This page explains how you can incorporate the Open Vokaturi software in your own C app (real-time version).

1. Using Vokaturi in a real-time setting

In the batch examples, there were precisely as many calls to VokaturiVoice_fill() as to VokaturiVoice_extract(). Now consider a real-time situation, where a recording callback gives you 512 samples every 12 milliseconds, and a timer thread wants to analyze the incoming samples every 100 milliseconds and show the results to the user in some way.

The samples have to go from the recording callback in the recording thread to the VokaturiVoice buffer via VokaturiVoice_fill(). Meanwhile, the analysing thread retrieves samples from the VokaturiVoice with VokaturiVoice_extract(). You can achieve this magic by switching on the “multithreading” parameter when creating the VokaturiVoice. The procedure works like this:

// initialize at start-up with VokaturiVoice_create (fsamp, bufSize, 1):
VokaturiVoice ourVoice;

// called every 12 ms:
void recordingCallback (int numberOfSamples, int16_t samples) {
   VokaturiVoice_fill_int16array (ourVoice, numberOfSamples, samples);
}

// called every 100 ms:
void timerCallback () {
   VokaturiQuality quality;
   VokaturiEmotionProbabilities emotionProbabilities;
   VokaturiVoice_extract (ourVoice, & quality, & emotionProbabilities);
   if (quality.valid)
      printf (
         "%.6f %.6f %.6f %.6f %.6f\n",
         emotionProbabilities.neutrality,
         emotionProbabilities.happiness,
         emotionProbabilities.sadness,
         emotionProbabilities.anger,
         emotionProbabilities.fear
      );
}

2. Real-time implementation in a console app

The simplest app for real-time emotion measurement would include an audio input library such as portaudio. A bare version can look like this:

/*
   VokaListen.c
   public-domain sample code by Vokaturi, 2022-09-03
   (note that the Vokaturi functions are not public-domain)

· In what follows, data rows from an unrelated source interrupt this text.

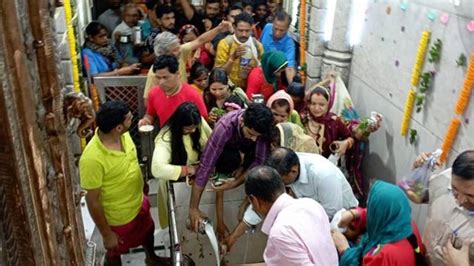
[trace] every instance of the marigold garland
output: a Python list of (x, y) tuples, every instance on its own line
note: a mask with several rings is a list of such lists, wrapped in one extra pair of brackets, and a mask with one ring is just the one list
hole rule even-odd
[(81, 86), (79, 83), (79, 66), (77, 59), (76, 37), (74, 35), (74, 28), (72, 26), (72, 10), (70, 0), (64, 0), (64, 16), (66, 18), (67, 37), (69, 43), (69, 51), (71, 53), (72, 80), (74, 85), (74, 91), (80, 92)]
[(443, 163), (446, 161), (448, 157), (449, 151), (453, 146), (454, 139), (458, 133), (459, 125), (461, 124), (461, 120), (459, 118), (451, 119), (451, 123), (449, 123), (448, 131), (446, 132), (446, 136), (444, 137), (443, 145), (441, 145), (441, 149), (443, 153), (441, 154), (440, 161)]
[(306, 51), (306, 1), (300, 1), (300, 66), (302, 67), (300, 71), (301, 81), (305, 83), (305, 51)]
[(423, 63), (425, 61), (426, 49), (428, 48), (428, 42), (430, 40), (431, 33), (429, 31), (424, 31), (421, 34), (421, 39), (418, 44), (418, 51), (416, 52), (416, 60), (413, 65), (413, 70), (411, 73), (411, 86), (416, 87), (420, 81), (421, 69), (423, 68)]
[(405, 102), (405, 108), (403, 109), (403, 119), (402, 119), (402, 126), (400, 127), (400, 134), (402, 136), (406, 136), (408, 132), (408, 124), (410, 123), (411, 113), (413, 111), (413, 105), (415, 104), (416, 98), (416, 91), (414, 89), (410, 89), (408, 92), (408, 97)]
[(467, 69), (463, 87), (459, 93), (458, 101), (456, 102), (456, 109), (454, 111), (457, 115), (464, 114), (467, 104), (469, 103), (469, 98), (471, 97), (472, 86), (474, 86), (474, 53), (471, 54), (469, 68)]
[(416, 98), (416, 87), (420, 82), (421, 70), (425, 61), (426, 50), (428, 48), (428, 42), (430, 40), (431, 33), (429, 31), (423, 31), (421, 34), (420, 42), (418, 43), (418, 50), (416, 52), (415, 64), (411, 73), (411, 89), (408, 92), (408, 97), (405, 102), (405, 108), (403, 110), (402, 125), (400, 126), (400, 135), (406, 136), (408, 133), (408, 126), (411, 120), (411, 114), (413, 112), (413, 105), (415, 104)]

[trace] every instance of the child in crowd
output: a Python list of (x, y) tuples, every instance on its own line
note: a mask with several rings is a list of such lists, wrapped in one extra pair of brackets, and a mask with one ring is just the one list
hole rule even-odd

   A program that calls the Vokaturi API
   to extract the emotions from speech in real time.
*/

#include <stdio.h>
#include <portaudio.h>
#include "../api/Vokaturi.h"

static int callback (const void *input, void *output,
   unsigned long frameCount,
   const PaStreamCallbackTimeInfo* timeInfo,
   PaStreamCallbackFlags statusFlags,
   void *userData
) {
   VokaturiVoice voice = userData;
   VokaturiVoice_fill_float32array (voice, frameCount, input);
   return paContinue;
}

int main (int argc, const char * argv[]) {
   Pa_Initialize ();
   const int samplingFrequency = 44100;   // hertz
   const double bufferDuration = 10.0;   // seconds
   const int bufferLength = samplingFrequency * bufferDuration;
   VokaturiVoice voice = VokaturiVoice_create (
      samplingFrequency,
      bufferLength,
      1   // because fill() and extract() operate in different threads
   );
   printf ("PLEASE START TO SPEAK\n");
   PaStream *stream;
   Pa_OpenDefaultStream (
      & stream,   // the return parameter
      1,   // mono input
      0,   // no output channels
      paFloat32,
      samplingFrequency,
      paFramesPerBufferUnspecified,
      callback,
      voice
   );
   double approximateTimeElapsed = 0.0;
         // will not include extract() processing time
   const double timeStep = 0.5;   // seconds

   Pa_StartStream (stream);
   while (Pa_IsStreamActive (stream)) {
      Pa_Sleep (timeStep * 1000);
      VokaturiQuality quality;
      VokaturiEmotionProbabilities emotionProbabilities;
      VokaturiVoice_extract (voice, & quality, & emotionProbabilities);
      approximateTimeElapsed += timeStep;
      if (quality.valid) {
         printf ("%5.1f time %5.0f N %5.0f H %5.0f S %5.0f A %5.0f F\n",
            approximateTimeElapsed,
            100 * emotionProbabilities.neutrality,
            100 * emotionProbabilities.happiness,
            100 * emotionProbabilities.sadness,
            100 * emotionProbabilities.anger,
            100 * emotionProbabilities.fear);
      } else {
         printf ("%5.1f no valid emotions\n", approximateTimeElapsed);
      }
   }
   Pa_StopStream (stream);   // will not be reached
   VokaturiVoice_destroy (voice);   // will not be reached
}

You would run this from the command line.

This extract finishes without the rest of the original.